Koniec utrudnień na trasie Świdnica-Wrocław (Wideo)
fot. Przemek Gałecki
"Informuję że dzisiaj do godz. 12.00 zostaną usunięte utrudnienia - objazdy DK35 oraz A-4 związane z przebudową skrzyżowania ulic Tęczowej z Czekoladowa w Bielanach Wrocławskich. Po godz. 12.00 ruch w kierunku Świdnicy i w kierunku Wrocławia Drogą nr 35 będzie odbywał się płynnie bez żadnych ograniczeń"
Taki komunikat tuż po godz. 8.00 przesłała do naszej redakcji Generalna Dyrekcja Dróg Krajowych i Autostrad.
Roboty drogowe trwały tam od maja. Na drodze 35 (ul. Tęczowa/Czekoladowa) budowano nowe rondo. Objazd zamykanej trasy wyznaczono często zakorkowanym węzłem Bielany. W drugą stronę drogowcy także zalecali objazd autostradą A4 i drogą S8, chociaż trasa 35 w kierunku Wałbrzycha i Świdnicy była przejezdna.
Pod Wrocławiem trwa budowa olbrzymiej hali dla największej na świecie internetowej księgarni. Już we wrześniu drogą krajową nr 35 każdego dnia do pracy będzie dojeżdżało od dwóch do pięciu tysięcy osób, a po wybudowaniu w sąsiedztwie drugiej hali nawet dwa razy więcej.
Były też inne problemy.
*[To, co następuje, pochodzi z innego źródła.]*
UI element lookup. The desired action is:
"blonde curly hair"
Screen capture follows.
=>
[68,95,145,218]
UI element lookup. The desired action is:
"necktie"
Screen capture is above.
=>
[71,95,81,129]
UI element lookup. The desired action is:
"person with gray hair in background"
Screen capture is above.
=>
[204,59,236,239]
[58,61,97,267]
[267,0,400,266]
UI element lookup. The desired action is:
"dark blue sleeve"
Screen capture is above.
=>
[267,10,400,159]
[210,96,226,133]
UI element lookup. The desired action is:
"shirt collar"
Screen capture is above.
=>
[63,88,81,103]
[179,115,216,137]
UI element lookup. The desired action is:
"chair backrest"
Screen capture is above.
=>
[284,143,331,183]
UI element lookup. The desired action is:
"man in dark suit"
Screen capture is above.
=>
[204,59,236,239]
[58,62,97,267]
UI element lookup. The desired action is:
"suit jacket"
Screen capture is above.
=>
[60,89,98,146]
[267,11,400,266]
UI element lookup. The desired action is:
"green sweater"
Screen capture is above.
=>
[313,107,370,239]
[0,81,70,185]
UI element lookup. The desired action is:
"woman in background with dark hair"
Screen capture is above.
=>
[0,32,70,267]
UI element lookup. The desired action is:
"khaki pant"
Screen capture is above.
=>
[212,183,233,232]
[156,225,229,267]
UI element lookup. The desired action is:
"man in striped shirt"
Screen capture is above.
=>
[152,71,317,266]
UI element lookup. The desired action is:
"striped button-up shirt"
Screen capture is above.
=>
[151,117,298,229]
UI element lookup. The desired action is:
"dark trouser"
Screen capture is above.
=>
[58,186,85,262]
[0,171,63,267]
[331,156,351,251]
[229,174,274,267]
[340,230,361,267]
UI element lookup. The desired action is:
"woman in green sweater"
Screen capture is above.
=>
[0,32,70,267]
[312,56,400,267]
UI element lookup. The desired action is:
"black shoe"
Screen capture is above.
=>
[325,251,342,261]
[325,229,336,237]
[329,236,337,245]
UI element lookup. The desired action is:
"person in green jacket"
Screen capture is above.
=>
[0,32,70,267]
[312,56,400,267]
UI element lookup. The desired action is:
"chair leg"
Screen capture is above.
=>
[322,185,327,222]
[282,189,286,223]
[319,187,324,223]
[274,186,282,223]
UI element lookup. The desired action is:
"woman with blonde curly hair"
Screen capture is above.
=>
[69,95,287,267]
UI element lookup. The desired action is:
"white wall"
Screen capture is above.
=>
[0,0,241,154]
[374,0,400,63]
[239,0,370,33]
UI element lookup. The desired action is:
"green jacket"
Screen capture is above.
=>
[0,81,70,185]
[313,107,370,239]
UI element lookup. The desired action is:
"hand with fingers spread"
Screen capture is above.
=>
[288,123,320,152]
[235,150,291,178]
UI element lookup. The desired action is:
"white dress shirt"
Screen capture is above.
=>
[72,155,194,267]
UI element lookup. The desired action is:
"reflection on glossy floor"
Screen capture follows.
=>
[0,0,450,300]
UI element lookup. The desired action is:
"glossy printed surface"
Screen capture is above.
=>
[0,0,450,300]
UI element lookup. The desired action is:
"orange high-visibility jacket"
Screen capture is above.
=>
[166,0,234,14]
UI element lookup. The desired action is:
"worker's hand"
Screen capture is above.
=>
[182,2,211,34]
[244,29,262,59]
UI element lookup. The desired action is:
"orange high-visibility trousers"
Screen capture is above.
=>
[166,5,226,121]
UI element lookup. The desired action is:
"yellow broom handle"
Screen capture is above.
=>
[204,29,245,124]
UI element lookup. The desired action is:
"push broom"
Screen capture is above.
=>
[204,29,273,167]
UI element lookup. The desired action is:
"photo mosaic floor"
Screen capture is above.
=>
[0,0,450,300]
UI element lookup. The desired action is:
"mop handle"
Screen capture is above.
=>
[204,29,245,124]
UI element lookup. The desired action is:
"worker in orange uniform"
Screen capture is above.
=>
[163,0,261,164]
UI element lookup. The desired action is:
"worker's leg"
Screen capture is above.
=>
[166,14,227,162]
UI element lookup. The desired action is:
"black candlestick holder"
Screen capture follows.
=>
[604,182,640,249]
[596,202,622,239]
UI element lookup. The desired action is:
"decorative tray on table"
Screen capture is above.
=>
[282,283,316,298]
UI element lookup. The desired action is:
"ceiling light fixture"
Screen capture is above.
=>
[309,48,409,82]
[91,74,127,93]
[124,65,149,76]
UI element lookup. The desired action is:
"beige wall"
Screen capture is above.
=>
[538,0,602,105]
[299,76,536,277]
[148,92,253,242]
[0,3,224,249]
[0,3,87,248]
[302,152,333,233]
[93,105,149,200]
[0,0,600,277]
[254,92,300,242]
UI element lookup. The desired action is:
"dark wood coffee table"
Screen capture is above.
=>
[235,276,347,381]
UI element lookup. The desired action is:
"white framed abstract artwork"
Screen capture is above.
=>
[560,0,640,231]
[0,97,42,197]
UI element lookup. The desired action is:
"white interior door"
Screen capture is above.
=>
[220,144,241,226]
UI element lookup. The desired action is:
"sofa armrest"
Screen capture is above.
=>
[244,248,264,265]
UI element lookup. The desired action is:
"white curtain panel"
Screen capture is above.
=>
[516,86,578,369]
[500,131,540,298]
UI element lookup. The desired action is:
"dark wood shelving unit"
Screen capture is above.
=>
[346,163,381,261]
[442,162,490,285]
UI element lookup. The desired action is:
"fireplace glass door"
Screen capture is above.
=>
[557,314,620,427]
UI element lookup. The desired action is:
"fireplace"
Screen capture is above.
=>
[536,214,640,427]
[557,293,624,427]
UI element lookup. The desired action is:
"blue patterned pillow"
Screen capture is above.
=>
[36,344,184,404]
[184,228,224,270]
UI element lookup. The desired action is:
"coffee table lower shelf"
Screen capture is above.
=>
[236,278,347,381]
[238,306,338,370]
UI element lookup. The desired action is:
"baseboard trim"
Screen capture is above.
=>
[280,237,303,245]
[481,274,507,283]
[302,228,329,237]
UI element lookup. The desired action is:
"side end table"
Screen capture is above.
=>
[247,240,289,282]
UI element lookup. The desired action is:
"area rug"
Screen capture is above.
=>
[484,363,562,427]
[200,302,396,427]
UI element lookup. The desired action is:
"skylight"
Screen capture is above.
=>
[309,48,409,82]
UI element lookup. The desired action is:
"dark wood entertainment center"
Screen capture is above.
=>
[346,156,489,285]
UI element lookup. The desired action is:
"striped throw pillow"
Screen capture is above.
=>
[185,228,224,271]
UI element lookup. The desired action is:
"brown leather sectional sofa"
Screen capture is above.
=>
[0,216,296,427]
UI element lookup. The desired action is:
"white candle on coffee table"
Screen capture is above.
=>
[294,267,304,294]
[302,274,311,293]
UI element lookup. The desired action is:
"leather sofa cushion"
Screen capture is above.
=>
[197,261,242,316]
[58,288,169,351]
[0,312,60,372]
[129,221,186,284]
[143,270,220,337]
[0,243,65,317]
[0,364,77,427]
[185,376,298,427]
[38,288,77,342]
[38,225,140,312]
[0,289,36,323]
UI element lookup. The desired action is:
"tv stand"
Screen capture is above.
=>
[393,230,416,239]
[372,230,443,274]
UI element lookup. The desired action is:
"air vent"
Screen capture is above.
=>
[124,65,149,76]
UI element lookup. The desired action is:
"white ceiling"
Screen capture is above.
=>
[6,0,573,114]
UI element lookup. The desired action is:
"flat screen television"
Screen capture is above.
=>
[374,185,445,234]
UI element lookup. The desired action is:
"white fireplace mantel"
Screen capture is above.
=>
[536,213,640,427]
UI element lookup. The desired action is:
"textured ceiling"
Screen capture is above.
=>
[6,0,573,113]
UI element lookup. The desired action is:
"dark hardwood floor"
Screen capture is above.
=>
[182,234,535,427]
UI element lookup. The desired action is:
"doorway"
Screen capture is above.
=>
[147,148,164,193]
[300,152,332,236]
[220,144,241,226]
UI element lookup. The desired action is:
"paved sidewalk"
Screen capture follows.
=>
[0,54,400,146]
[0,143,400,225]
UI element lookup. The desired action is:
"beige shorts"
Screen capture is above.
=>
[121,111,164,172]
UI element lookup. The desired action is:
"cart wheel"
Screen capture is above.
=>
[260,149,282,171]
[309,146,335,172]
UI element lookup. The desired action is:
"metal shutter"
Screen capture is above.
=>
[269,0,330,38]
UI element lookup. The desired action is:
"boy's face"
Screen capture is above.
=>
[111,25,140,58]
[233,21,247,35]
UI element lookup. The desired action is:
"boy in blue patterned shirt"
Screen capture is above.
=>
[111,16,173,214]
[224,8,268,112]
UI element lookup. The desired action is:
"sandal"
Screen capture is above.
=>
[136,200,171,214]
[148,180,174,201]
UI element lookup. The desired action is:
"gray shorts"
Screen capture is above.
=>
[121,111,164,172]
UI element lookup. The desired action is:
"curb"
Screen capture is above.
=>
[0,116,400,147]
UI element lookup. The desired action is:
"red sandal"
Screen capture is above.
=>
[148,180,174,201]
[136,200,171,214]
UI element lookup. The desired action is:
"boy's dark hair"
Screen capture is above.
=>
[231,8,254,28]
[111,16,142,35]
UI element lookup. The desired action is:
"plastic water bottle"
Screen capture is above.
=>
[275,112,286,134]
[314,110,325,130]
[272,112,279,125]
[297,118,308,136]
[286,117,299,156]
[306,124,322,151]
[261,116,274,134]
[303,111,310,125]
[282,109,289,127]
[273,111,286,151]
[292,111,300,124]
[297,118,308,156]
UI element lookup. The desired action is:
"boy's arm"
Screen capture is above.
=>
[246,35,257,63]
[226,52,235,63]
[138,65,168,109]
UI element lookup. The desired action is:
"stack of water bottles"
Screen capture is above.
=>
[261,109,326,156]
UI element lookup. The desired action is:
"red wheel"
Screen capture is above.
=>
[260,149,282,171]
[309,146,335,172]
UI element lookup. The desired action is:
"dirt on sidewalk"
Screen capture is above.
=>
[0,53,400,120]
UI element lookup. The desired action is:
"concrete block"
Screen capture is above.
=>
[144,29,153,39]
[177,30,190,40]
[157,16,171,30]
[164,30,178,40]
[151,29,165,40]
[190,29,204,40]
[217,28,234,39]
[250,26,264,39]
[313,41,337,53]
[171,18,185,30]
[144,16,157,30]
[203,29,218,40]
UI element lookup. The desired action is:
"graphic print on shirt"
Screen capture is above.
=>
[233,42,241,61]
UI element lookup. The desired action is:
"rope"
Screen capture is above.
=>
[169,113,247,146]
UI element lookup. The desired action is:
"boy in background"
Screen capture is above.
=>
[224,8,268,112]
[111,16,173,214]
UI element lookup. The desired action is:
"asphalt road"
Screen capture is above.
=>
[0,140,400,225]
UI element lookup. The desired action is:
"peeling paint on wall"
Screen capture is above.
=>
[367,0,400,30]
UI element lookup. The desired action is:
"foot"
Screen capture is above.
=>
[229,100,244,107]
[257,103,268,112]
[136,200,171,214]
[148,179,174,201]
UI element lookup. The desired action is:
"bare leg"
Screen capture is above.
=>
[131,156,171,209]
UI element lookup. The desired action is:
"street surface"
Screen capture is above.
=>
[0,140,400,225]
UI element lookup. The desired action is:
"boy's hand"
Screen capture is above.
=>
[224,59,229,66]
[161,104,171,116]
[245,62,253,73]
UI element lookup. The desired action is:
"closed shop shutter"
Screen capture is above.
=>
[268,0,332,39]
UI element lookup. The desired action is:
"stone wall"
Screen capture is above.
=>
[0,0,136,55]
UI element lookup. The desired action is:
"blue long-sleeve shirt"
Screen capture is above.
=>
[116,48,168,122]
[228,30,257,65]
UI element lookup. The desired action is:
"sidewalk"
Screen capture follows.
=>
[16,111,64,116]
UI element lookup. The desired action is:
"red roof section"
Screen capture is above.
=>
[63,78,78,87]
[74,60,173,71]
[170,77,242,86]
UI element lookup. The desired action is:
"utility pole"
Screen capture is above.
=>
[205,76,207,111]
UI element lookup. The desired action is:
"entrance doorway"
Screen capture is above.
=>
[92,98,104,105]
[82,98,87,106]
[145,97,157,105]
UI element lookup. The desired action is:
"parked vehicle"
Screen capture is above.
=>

Również w maju informowaliśmy o tym, że wielu kierowców nic nie robiło sobie z zakazu wjazdu ustawionym na rondzie za Tyńcem Małym w kierunku Bielan Wrocławskich.
- Czemu panie tutaj wjechały? Tutaj jest zakaz wjazdu przecież?
- No właśnie... no... jadę za wszystkimi
Znaki zakazu wjazdu ustawiono w kilku miejscach i trudno je było przeoczyć. A przejechać miały prawo tylko samochody jadące na plac budowy i komunikacja miejska.
- Tak? Nawet nie wiedzieliśmy. My nie wiedzieliśmy, my z Wałbrzycha przyjechaliśmy...
Policja tłumaczyła, że patrole drogówki prowadzą wzmożone kontrole w tej części Bielan, ale to nie jedyne miejsce gdzie łamane są przepisy.
- Właśnie tamtędy jechałem. Koszą aż furczy. Stoi drogówka i łapie, kogo się da. Coś tu jest nie tak, te znaki nie są dobrze widoczne - tłumaczył natomiast jeden z kierowców. Na dowód próbował udowadniać, że ciężarówki z budowy ronda zasłaniają znaki kierowcom w niższych autach osobowych i łatwo się tam pomylić. Ale czy to zwalnia z odpowiedzialności?